アルカリ抽出がうまくできません

アルカリ法でプラスミドを抽出しましたが、何回やっても目的のDNA断片と他にそれより大きいバンドが出ます。今ある大小混ざったプラスミドの懸濁液から目的のプラスミドのみにする方法や、プラスミド抽出できれいに抽出するこつがありましたら教えてください。

No.2 ベストアンサー 回答者： geneticist12 回答日時： 2005/06/20 17:58

抽出したプラスミドは、一般的に次の３つのフォームをとります。

１．CCC (Covalently Closed Circular) または、Super coil：intact（無傷）のプラスミドで、２重らせんがきつく巻いて、プラスミド自体がコンパクトによじれている状態。
2. OC (Open Circular)：プラスミド分子内で少なくとも一箇所、二重鎖の一方に切れ目（nick)が生じたため、cccの状態を保てなくなって、開いた輪っかになった状態。
3. Linear : プラスミド分子内で、同じカ所で二重鎖の両方に切れ目が入って、線状になった状態。

一般的な電気泳動の条件では、CCCが格段に早く移動し、Linear（もちろん分子量マーカーと比較するとプラスミドの塩基数に一致します）、OCはほぼ同じくらいの移動度です（泳動条件によって前後します）。

大小さまざまなプラスミドというのが、これら３態のことなら、たいていの目的にはそのまま使えますので、あまり気にしなくてもいいです。

ただし、無傷のCCCではなくてはまずい実験もあります（in vitro translationなど）。

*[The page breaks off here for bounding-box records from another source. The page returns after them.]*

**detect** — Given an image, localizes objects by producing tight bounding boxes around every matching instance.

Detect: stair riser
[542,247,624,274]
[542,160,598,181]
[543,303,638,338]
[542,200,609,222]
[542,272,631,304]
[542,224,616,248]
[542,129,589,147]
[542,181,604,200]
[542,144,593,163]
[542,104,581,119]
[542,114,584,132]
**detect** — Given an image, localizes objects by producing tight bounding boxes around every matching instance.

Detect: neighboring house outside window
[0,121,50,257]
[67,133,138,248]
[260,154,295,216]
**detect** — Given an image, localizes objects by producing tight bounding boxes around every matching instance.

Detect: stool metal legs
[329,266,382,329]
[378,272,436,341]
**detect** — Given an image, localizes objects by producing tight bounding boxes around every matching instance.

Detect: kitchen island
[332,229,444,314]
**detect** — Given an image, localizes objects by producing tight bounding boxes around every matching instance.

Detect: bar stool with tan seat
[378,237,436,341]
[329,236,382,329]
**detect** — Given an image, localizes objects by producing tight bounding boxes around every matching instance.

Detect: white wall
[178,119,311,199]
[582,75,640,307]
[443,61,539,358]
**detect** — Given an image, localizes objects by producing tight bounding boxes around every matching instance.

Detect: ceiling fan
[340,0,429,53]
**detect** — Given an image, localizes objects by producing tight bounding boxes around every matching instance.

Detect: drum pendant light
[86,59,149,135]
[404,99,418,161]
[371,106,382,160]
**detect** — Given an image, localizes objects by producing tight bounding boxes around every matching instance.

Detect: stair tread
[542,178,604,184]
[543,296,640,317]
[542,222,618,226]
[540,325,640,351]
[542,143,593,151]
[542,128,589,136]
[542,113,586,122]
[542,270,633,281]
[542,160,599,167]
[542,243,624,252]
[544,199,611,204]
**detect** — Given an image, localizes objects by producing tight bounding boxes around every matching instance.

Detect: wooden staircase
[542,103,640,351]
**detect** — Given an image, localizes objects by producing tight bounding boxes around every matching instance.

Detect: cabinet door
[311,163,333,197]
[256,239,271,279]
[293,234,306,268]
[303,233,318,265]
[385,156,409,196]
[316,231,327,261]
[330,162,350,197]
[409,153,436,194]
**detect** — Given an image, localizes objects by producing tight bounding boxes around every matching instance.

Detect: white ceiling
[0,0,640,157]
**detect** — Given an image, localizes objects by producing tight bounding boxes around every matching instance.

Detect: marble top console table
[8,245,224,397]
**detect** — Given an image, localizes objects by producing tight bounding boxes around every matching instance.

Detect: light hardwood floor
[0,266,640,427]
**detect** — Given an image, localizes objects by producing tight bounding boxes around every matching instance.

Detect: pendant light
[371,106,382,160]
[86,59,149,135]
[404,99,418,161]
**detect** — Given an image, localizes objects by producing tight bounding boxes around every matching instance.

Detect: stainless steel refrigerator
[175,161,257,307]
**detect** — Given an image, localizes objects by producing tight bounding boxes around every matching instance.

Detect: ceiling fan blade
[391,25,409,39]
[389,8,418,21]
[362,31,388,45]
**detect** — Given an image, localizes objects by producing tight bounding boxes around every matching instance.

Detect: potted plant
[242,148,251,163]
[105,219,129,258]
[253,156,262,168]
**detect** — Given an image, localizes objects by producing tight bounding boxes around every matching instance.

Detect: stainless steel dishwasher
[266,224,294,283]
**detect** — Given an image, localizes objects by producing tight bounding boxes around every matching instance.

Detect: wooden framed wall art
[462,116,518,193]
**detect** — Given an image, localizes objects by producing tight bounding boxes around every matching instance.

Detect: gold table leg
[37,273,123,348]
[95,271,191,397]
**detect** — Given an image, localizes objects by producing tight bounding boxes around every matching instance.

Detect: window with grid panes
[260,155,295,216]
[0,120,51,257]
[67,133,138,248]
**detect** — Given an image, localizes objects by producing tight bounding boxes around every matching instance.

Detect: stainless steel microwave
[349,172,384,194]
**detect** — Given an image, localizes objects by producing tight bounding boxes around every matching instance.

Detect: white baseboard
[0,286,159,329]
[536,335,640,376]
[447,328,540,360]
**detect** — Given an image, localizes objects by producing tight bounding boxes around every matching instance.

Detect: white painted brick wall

厳密な実験には、塩化セシウム密度こう配超遠心でCCCを単離したりします。そうまでしないにしても、なるべくCCCの状態で精製するのにこしたことはありません。
そのために、注意すべき点は、
1. アルカリ処理の時間を過剰にしない。手早くかつ優しくまぜて、すぐ氷のうえに。
2. フェノール処理で激しく、長時間振らない。ボルテックスならごく短時間で。できれば手でinverting して混ぜた方がよいと思います。また、フェノールが古くて酸化変性していると、nickが入りやすいという話も聞きます。


別の可能性として、大腸菌のゲノムDNAがコンタミしているのかもしれません。これだと、ウェルに非常に近いところにバンドが見え、スメアーになります。これを防ぐには、アルカリ処理、塩析のときに激しく振らないこと。ゲノムDNAが断片化して沈殿として取り除きにくくなります。また塩析後、上澄みをとるときに沈殿を吸わないこと。塩を加えると同時に、クロロフォルムを一滴たらしておくと、遠心後、沈殿が底の方にパックされるので操作が楽です。

No.1 回答者： alice_with_tak 回答日時： 2005/06/20 16:16

さまざまなバンドが出てくるとのことですが、それはすべて同じものです。

プラスミドDNAはさまざまな構造をとるため、制限酵素処理をしないで電気泳動すると2～3個のバンドがどうしても出現します。